While I was at BSDCan, many people asked me if I had followed up on my earlier musings concerning Encrypted snapshotted remote backups. The answer is yes: I decided to work on this instead of taking a job with a company which I can't name due to an NDA. At BSDCan, the status of my work was that I had a really great offline non-encrypted snapshotted backup system and was in the middle of putting the bits together for the encryption; the status is now that I have what I consider to be the world's greatest offline encrypted snapshotted backup system, and am working on the "online" code.
Speaking of cryptography, the past few weeks have reminded me why I don't like OpenSSL very much. Among its many other problems, OpenSSL:
- Doesn't have any documented mechanism for exporting and importing "raw" RSA key parameters (i.e., without base 64 encoding or similar nonsense). In my code I'm reaching into a "struct rsa_st" to access the BIGNUM fields directly, and hoping that OpenSSL won't change so much as to make this stop working any time soon.

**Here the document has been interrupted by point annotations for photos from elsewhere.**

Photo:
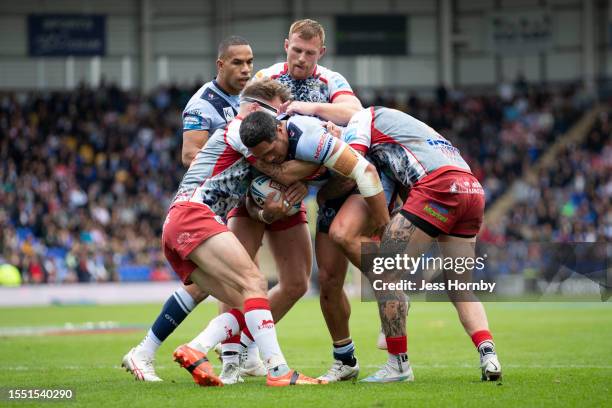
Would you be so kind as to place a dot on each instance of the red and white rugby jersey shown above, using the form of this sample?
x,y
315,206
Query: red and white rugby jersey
x,y
401,146
324,85
219,175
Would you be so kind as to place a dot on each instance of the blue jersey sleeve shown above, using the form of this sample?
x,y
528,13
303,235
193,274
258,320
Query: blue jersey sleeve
x,y
199,116
308,139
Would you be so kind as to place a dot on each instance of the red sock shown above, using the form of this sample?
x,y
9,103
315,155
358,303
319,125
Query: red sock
x,y
397,345
481,336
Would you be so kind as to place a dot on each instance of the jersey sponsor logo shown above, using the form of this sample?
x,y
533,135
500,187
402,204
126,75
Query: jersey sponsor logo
x,y
350,135
466,188
340,84
435,212
192,121
443,145
228,332
266,324
228,112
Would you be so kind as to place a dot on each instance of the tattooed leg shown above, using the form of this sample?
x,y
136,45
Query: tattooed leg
x,y
400,237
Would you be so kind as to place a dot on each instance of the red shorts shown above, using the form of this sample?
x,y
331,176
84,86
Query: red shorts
x,y
280,225
187,225
450,200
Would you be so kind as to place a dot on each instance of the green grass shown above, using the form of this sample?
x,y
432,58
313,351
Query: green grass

- Doesn't have any documented mechanism for differentiating between "internal OpenSSL error" and "RSA signature is invalid" (or, less importantly, between "internal OpenSSL error" and "RSA-encrypted message is invalid"). In my code I'm looking at the error code returned by ERR_get_error, but this is not a documented solution (and is not guaranteed to work in the future -- OpenSSL has added new error codes as part of security patches in the past).
- Doesn't have any documentation at all for the AES_* family of functions. It's not hard to figure out how to use them, but still...
To conclude with a completely non-technical note, it seems that 2006/07 is the year of Colin's friends leaving Vancouver: Within a 12 month window, I have friends moving to London, Japan, Montreal, and Winnipeg. They all have perfectly good reasons for leaving, and they're all coming back to Vancouver sooner or later; but it's still a bit disconcerting seeing so many of my mid-20ish friends scattering.